On s’installe sous les platanes, au pied même du rocher d’où fut précipité le pauvre Ésope… Bâtons flottans sur l’onde ! Jamais la rancune des Delphiens ne lui pardonna cette épigramme pour laquelle une volée de ces mêmes bâtons eût été un châtiment déjà bien sévère, à vrai dire, nul de nous ne prend le parti du fabuliste : le souvenir des tribulations dont ses fables furent la source, durant nos jeunes années, nous donne plutôt la joie d’une revanche longtemps désirée à festoyer ainsi sur le théâtre de son supplice.

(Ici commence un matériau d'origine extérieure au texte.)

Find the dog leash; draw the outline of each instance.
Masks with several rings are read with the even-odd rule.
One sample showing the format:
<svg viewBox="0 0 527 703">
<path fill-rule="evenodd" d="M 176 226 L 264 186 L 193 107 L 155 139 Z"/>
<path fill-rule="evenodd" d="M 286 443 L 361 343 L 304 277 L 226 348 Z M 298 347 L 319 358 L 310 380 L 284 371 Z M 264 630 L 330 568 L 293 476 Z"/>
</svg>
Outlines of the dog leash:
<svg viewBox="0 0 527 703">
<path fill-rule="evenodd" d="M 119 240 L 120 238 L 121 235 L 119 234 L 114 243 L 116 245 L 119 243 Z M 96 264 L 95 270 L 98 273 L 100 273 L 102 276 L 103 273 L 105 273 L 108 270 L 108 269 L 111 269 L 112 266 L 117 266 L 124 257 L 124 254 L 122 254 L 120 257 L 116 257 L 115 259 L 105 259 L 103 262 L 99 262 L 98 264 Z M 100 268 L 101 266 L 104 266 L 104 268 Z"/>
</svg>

On débouche les bouteilles, on brise les scellés qui conservent dans leurs boîtes le boned chicken avec le potted ham et nous trempons nos biscuits de voyage dans l’onde sacrée où se désaltéraient les Muses… En devenons-nous plus poètes pour cela, comme le voudraient la légende et plus d’un vers latin ? Hélas ! non, soit que la fontaine ait perdu sa vertu, soit que nos provisions prouvent déjà trop la leur. Toujours est-il que nous sentons les ailes de notre esprit tant soit peu lourdes et nous tombons d’accord sur ce point, encore contesté la veille, que l’essence et l’arôme de la mythologie se goûtent mieux à jeun. Volontiers nous resterions sous le feuillage de ces platanes, en des poses béatement contemplatives devant les merveilles panoramiques qui s’étendent sous nos yeux, sans hâte aucune de compulser Isambert à travers les débris delphiques. Mais le vent fraîchit ; de gros nuages s’amoncellent. Force nous est de lever le siège, et, abandonnant nos reliefs à toute une tribu d’indigènes qui sont venus former autour de notre déjeuner un demi-cercle de prunelles dévorantes, nous nous dirigeons vers Kastri.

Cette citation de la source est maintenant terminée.